BuschmannOhler20000314 Nr. 1034 ZRG 118 (2001)
Ohler,
Norbert, Krieg und Frieden im
Mittelalter (= Beck’sche Reihe 1226). Beck, München 1997. 366 S.
Die vorliegende Studie ist für einen breiteren Leserkreis gedacht und soll über das Problem von Krieg und Frieden im Mittelalter anhand der Auswertung von Schriftquellen, aber auch von gegenständlichen Quellen unterrichten. Der Verfasser beginnt mit einer Erörterung über die im Mittelalter verwendeten Begriffe von Krieg und Streit sowie die verschiedenen Friedensformen, die uns aus dieser Zeit überliefert sind.
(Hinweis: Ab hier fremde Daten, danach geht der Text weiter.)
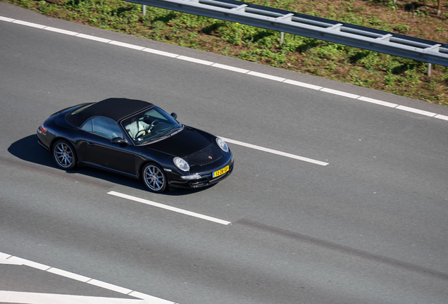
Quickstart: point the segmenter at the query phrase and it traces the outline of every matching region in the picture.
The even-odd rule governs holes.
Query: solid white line
[[[294,85],[297,85],[299,87],[304,87],[308,89],[316,89],[316,90],[320,90],[323,87],[319,87],[319,86],[316,86],[314,84],[307,84],[305,82],[298,82],[298,81],[295,81],[295,80],[285,80],[283,82],[287,83],[287,84],[294,84]]]
[[[46,25],[39,25],[39,24],[36,24],[36,23],[29,23],[29,22],[27,22],[27,21],[23,21],[23,20],[11,19],[11,18],[7,18],[7,17],[4,17],[4,16],[0,16],[0,20],[6,21],[6,22],[11,22],[13,23],[17,23],[17,24],[20,24],[20,25],[26,25],[26,26],[30,26],[30,27],[37,27],[37,28],[40,28],[40,29],[46,29],[46,30],[54,30],[55,32],[61,32],[61,33],[63,33],[63,34],[73,34],[73,32],[70,32],[70,31],[66,31],[64,30],[59,30],[56,31],[56,30],[55,30],[56,29],[54,29],[54,27],[46,27]],[[442,119],[442,120],[448,120],[448,119],[446,119],[447,116],[442,115],[438,115],[437,113],[433,113],[431,112],[427,112],[427,111],[424,111],[424,110],[421,110],[414,109],[413,108],[409,108],[409,107],[406,107],[406,106],[397,106],[398,105],[396,105],[395,103],[389,103],[389,102],[387,102],[387,101],[380,101],[380,100],[373,99],[371,99],[371,98],[368,98],[368,97],[360,96],[359,95],[356,95],[356,94],[351,94],[351,93],[347,93],[347,92],[344,92],[344,91],[337,91],[337,90],[335,90],[335,89],[332,89],[325,88],[325,87],[319,87],[319,86],[316,86],[314,84],[306,84],[306,83],[304,83],[304,82],[297,82],[297,81],[295,81],[295,80],[287,80],[287,79],[285,79],[285,78],[282,78],[282,77],[277,77],[277,76],[270,75],[268,75],[268,74],[263,74],[263,73],[261,73],[261,72],[258,72],[249,71],[247,70],[240,69],[239,68],[232,67],[232,66],[230,66],[230,65],[221,65],[221,64],[219,64],[219,63],[213,63],[211,61],[207,61],[198,59],[198,58],[192,58],[192,57],[179,56],[178,54],[174,54],[174,53],[168,53],[168,52],[165,52],[165,51],[163,51],[154,50],[154,49],[151,49],[145,48],[144,46],[139,46],[134,45],[134,44],[126,44],[126,43],[123,43],[123,42],[111,41],[109,39],[106,39],[99,38],[99,37],[94,37],[93,36],[86,35],[86,34],[75,34],[75,36],[81,37],[81,38],[85,38],[85,39],[92,39],[92,40],[97,40],[97,41],[99,41],[99,42],[101,42],[110,43],[111,44],[118,45],[118,46],[125,46],[125,47],[127,47],[127,48],[130,48],[130,49],[137,49],[137,50],[139,50],[139,51],[146,51],[146,52],[148,52],[148,53],[156,53],[156,54],[166,56],[172,57],[172,58],[178,58],[179,59],[185,60],[185,61],[192,61],[192,62],[194,62],[194,63],[197,63],[204,64],[204,65],[211,65],[211,66],[213,66],[213,67],[216,67],[216,68],[223,68],[223,69],[232,70],[232,71],[237,72],[242,72],[242,73],[248,74],[248,75],[253,75],[253,76],[257,76],[257,77],[263,77],[263,78],[269,79],[269,80],[271,80],[282,82],[285,82],[285,83],[287,83],[287,84],[293,84],[293,85],[299,86],[299,87],[304,87],[309,88],[309,89],[321,90],[322,91],[325,91],[325,92],[327,92],[327,93],[330,93],[330,94],[337,94],[337,95],[340,95],[340,96],[343,96],[348,97],[348,98],[359,99],[359,100],[361,100],[361,101],[367,101],[367,102],[370,102],[370,103],[375,103],[375,104],[378,104],[378,105],[380,105],[380,106],[387,106],[387,107],[390,107],[390,108],[399,108],[400,110],[407,110],[407,111],[409,111],[409,112],[413,112],[413,113],[417,113],[417,114],[423,115],[425,115],[425,116],[433,117],[433,118],[438,118],[438,119]]]
[[[269,74],[264,74],[264,73],[261,73],[261,72],[254,72],[254,71],[250,71],[249,72],[247,73],[247,75],[250,75],[252,76],[256,76],[256,77],[259,77],[261,78],[266,78],[270,80],[275,80],[275,81],[278,81],[278,82],[283,82],[285,80],[286,80],[285,78],[282,78],[282,77],[279,77],[277,76],[273,76],[270,75]]]
[[[120,46],[123,46],[123,47],[126,47],[128,49],[136,49],[138,51],[142,51],[142,49],[144,49],[144,46],[137,46],[135,44],[127,44],[125,42],[117,42],[117,41],[114,41],[112,40],[111,42],[109,42],[109,44],[114,44],[114,45],[118,45]]]
[[[351,93],[347,93],[342,91],[334,90],[332,89],[328,89],[328,88],[323,88],[322,89],[321,89],[321,91],[330,93],[330,94],[334,94],[335,95],[340,95],[345,97],[352,98],[354,99],[356,99],[360,97],[359,95],[352,94]]]
[[[23,259],[21,258],[18,258],[15,256],[12,256],[9,258],[8,260],[13,261],[13,262],[17,262],[18,263],[23,264],[26,266],[30,266],[33,268],[37,268],[40,270],[46,270],[49,268],[50,268],[49,266],[46,266],[43,264],[37,263],[36,262],[32,262],[30,260]]]
[[[320,160],[313,160],[313,159],[311,159],[311,158],[304,158],[304,157],[299,156],[297,156],[297,155],[294,155],[294,154],[290,154],[290,153],[285,153],[285,152],[279,151],[277,151],[277,150],[273,150],[273,149],[269,148],[263,148],[263,147],[260,146],[255,146],[255,145],[253,145],[253,144],[246,144],[246,143],[244,143],[242,141],[236,141],[236,140],[230,139],[227,139],[227,138],[225,138],[225,137],[220,137],[222,138],[226,142],[229,142],[230,144],[237,144],[237,145],[239,145],[239,146],[245,146],[247,148],[251,148],[256,149],[256,150],[260,150],[260,151],[264,151],[264,152],[268,152],[268,153],[273,153],[273,154],[277,154],[277,155],[280,155],[280,156],[286,156],[286,157],[288,157],[290,158],[294,158],[294,159],[297,159],[297,160],[303,160],[303,161],[305,161],[305,162],[307,162],[307,163],[313,163],[313,164],[316,164],[316,165],[322,165],[322,166],[325,166],[325,165],[328,165],[328,163],[324,163],[324,162],[322,162],[322,161],[320,161]]]
[[[0,253],[0,260],[6,260],[8,258],[11,258],[11,256],[12,256],[11,255]]]
[[[397,106],[398,106],[396,103],[389,103],[387,101],[380,101],[378,99],[373,99],[371,98],[368,98],[368,97],[364,97],[364,96],[361,96],[358,99],[358,100],[361,100],[363,101],[367,101],[371,103],[376,103],[376,104],[379,104],[380,106],[387,106],[387,107],[390,107],[390,108],[395,108]]]
[[[243,74],[246,74],[249,72],[250,72],[249,70],[244,70],[244,69],[242,69],[239,68],[235,68],[233,67],[232,65],[223,65],[223,64],[220,64],[220,63],[213,63],[211,65],[211,66],[215,67],[215,68],[222,68],[224,70],[229,70],[233,72],[238,72],[240,73],[243,73]]]
[[[166,51],[163,51],[156,50],[156,49],[154,49],[144,48],[142,51],[146,51],[146,52],[148,52],[148,53],[155,53],[155,54],[157,54],[157,55],[161,55],[161,56],[167,56],[167,57],[171,57],[171,58],[175,58],[175,57],[178,57],[179,56],[179,55],[175,54],[173,53],[168,53],[168,52],[166,52]]]
[[[26,26],[29,26],[31,27],[36,27],[36,28],[39,28],[39,29],[43,29],[44,27],[46,27],[46,25],[38,25],[37,23],[29,23],[27,21],[22,21],[22,20],[15,20],[14,21],[13,21],[13,23],[17,23],[17,24],[20,24],[22,25],[26,25]]]
[[[150,301],[149,303],[151,303],[151,304],[175,304],[174,302],[163,300],[160,298],[156,298],[155,296],[142,293],[138,291],[132,291],[132,293],[129,293],[127,296],[149,300]]]
[[[228,221],[225,221],[223,220],[219,220],[217,219],[216,217],[211,217],[207,215],[204,215],[199,213],[193,213],[191,211],[187,211],[183,209],[180,209],[178,208],[175,208],[175,207],[172,207],[168,205],[163,205],[159,203],[156,203],[151,201],[148,201],[148,200],[145,200],[144,198],[137,198],[135,196],[132,196],[127,194],[121,194],[120,192],[116,192],[116,191],[109,191],[107,193],[108,194],[111,194],[115,196],[118,196],[123,198],[126,198],[128,199],[130,201],[134,201],[136,202],[139,202],[139,203],[142,203],[144,204],[147,204],[147,205],[149,205],[154,207],[158,207],[162,209],[166,209],[170,211],[174,211],[174,212],[177,212],[178,213],[182,213],[182,214],[185,214],[186,215],[190,215],[192,217],[199,217],[200,219],[202,220],[206,220],[211,222],[217,222],[218,224],[232,224],[230,222],[228,222]]]
[[[13,21],[14,21],[15,20],[15,19],[8,18],[8,17],[2,17],[2,16],[0,16],[0,20],[2,20],[2,21],[13,22]]]
[[[173,302],[167,301],[166,300],[161,299],[160,298],[156,298],[154,296],[142,293],[138,291],[132,291],[128,289],[120,287],[116,285],[113,285],[108,283],[105,283],[101,281],[90,279],[87,277],[84,277],[80,274],[76,274],[73,272],[69,272],[65,270],[62,270],[58,268],[51,267],[42,264],[39,264],[35,262],[32,262],[28,260],[25,260],[21,258],[18,258],[7,253],[0,252],[0,264],[1,261],[8,261],[7,263],[11,265],[24,265],[30,266],[34,268],[37,268],[41,270],[44,270],[48,272],[53,273],[54,274],[61,275],[69,279],[81,281],[85,283],[88,283],[92,285],[97,286],[98,287],[104,288],[108,290],[113,290],[114,291],[119,292],[120,293],[127,294],[135,298],[138,298],[143,300],[139,300],[138,303],[142,304],[174,304]],[[6,262],[5,262],[6,263]],[[86,281],[87,280],[87,281]],[[112,304],[112,303],[132,303],[132,299],[116,299],[112,298],[101,298],[101,297],[87,297],[82,296],[70,296],[70,295],[53,295],[50,293],[16,293],[15,291],[0,291],[0,303],[32,303],[32,304],[48,304],[48,303],[63,303],[63,304]],[[20,294],[19,294],[20,293]],[[56,298],[54,297],[56,296],[61,296],[61,298]],[[20,299],[17,300],[20,297]],[[71,298],[75,297],[75,298]],[[77,298],[76,298],[77,297]],[[105,299],[105,302],[102,299]],[[15,300],[12,300],[15,299]],[[39,300],[38,300],[39,299]],[[129,302],[120,302],[120,300],[127,300]],[[137,300],[134,300],[137,301]]]
[[[185,60],[186,61],[191,61],[191,62],[194,62],[195,63],[199,63],[199,64],[203,64],[205,65],[211,65],[212,64],[213,64],[213,62],[211,61],[204,61],[202,59],[197,59],[195,58],[192,58],[192,57],[187,57],[187,56],[180,56],[179,57],[177,57],[178,59],[181,59],[181,60]]]
[[[127,293],[130,293],[132,291],[132,290],[125,289],[124,287],[120,287],[116,285],[113,285],[113,284],[106,283],[101,281],[98,281],[96,279],[91,279],[90,281],[88,281],[87,283],[92,285],[97,286],[98,287],[101,287],[106,289],[116,291],[120,293],[127,294]]]
[[[155,301],[139,299],[8,291],[0,291],[0,302],[26,304],[158,304]]]
[[[46,270],[48,272],[51,272],[55,274],[58,274],[62,277],[66,277],[70,279],[75,279],[77,281],[80,281],[82,282],[87,282],[87,281],[92,279],[92,278],[84,277],[80,274],[76,274],[73,272],[69,272],[66,270],[62,270],[58,268],[51,267],[49,270]]]
[[[442,119],[444,120],[448,120],[448,116],[441,115],[440,114],[437,114],[434,116],[435,118]]]
[[[76,35],[76,37],[78,37],[80,38],[84,38],[84,39],[90,39],[90,40],[94,40],[94,41],[97,41],[99,42],[104,42],[104,43],[109,43],[111,42],[112,40],[111,39],[106,39],[104,38],[100,38],[100,37],[97,37],[95,36],[91,36],[91,35],[87,35],[85,34],[78,34]]]
[[[430,117],[434,117],[437,115],[437,113],[433,113],[432,112],[424,111],[423,110],[418,110],[413,108],[409,108],[404,106],[399,106],[395,108],[397,108],[399,110],[406,110],[408,112],[412,112],[417,114],[424,115],[430,116]]]
[[[58,32],[58,33],[61,33],[61,34],[68,34],[68,35],[70,35],[70,36],[76,36],[77,34],[79,34],[79,33],[77,33],[76,32],[68,31],[68,30],[61,30],[61,29],[58,29],[58,28],[56,28],[56,27],[44,27],[44,30],[49,30],[49,31],[51,31],[51,32]]]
Es folgen geographische, klimatologische, wirtschaftliche und technologische Ausführungen über das Umfeld von Krieg und Frieden, die der Verfasser unter dem Stichwort „Grundgegebenheiten von Krieg und Frieden“ zusammenfaßt und die dazu dienen sollen, die Rolle des Krieges in der politischen, sozialen und wirtschaftlichen Entwicklung des mittelalterlichen Lebens zu beleuchten. Ausführlich beschäftigt sich der Verfasser mit dem Verhältnis von religiösen Vorstellungen zum Krieg bzw. zur Führung von Kriegen, für die es im Mittelalter reichlich Anschauungsmaterial gibt. Behandelt werden auch die militärischen Abwehrmaßnahmen und deren Formen sowie die verschiedenen militärischen Organisationsformen, ferner die verschiedenen Ursachen kriegerischer Auseinandersetzungen, deren verschiedene Arten, die vom Verfasser als „Typen von Kriegen“ bezeichnet werden, sowie die verschiedenen Phasen der militärischen Auseinandersetzungen im einzelnen. Den Schluß bildet eine Darstellung der Folgen eines militärischen Sieges für den unterlegenen Gegner sowie der verschiedenen Versuche, kriegerische Auseinandersetzungen zu verhindern oder die diesen vorausliegenden Konflikte auf andere Weise zu lösen – Maßnahmen, die heutzutage als Konfliktvermeidung bezeichnet werden. Mit einem Ausblick auf die zeitlos gültige Friedenssehnsucht der Menschen und das sich daraus ergebende Gebet um Frieden – Friede als Gnade und Geschenk Gottes verstanden – beschließt der Verfasser seine Ausführungen.
Lebendig
und anschaulich geschrieben versucht das Buch das Thema Krieg und Frieden im
Mittelalter in seiner Gesamtheit unter Einbeziehung sämtlicher Gesichtspunkte
zu behandeln und dem interessierten Leser vor Augen zu stellen. Hierbei geht
der Verfasser zu Recht von der Vorstellung aus, daß Krieg und Frieden keine
Phänomene sind, die sich auf einzelne Lebensbereiche beschränken, sondern im
Gegenteil die Totalität des menschlichen Lebens erfassen und dementsprechend
auch im Gesamtzusammenhang des menschlichen Daseins erörtert werden müssen.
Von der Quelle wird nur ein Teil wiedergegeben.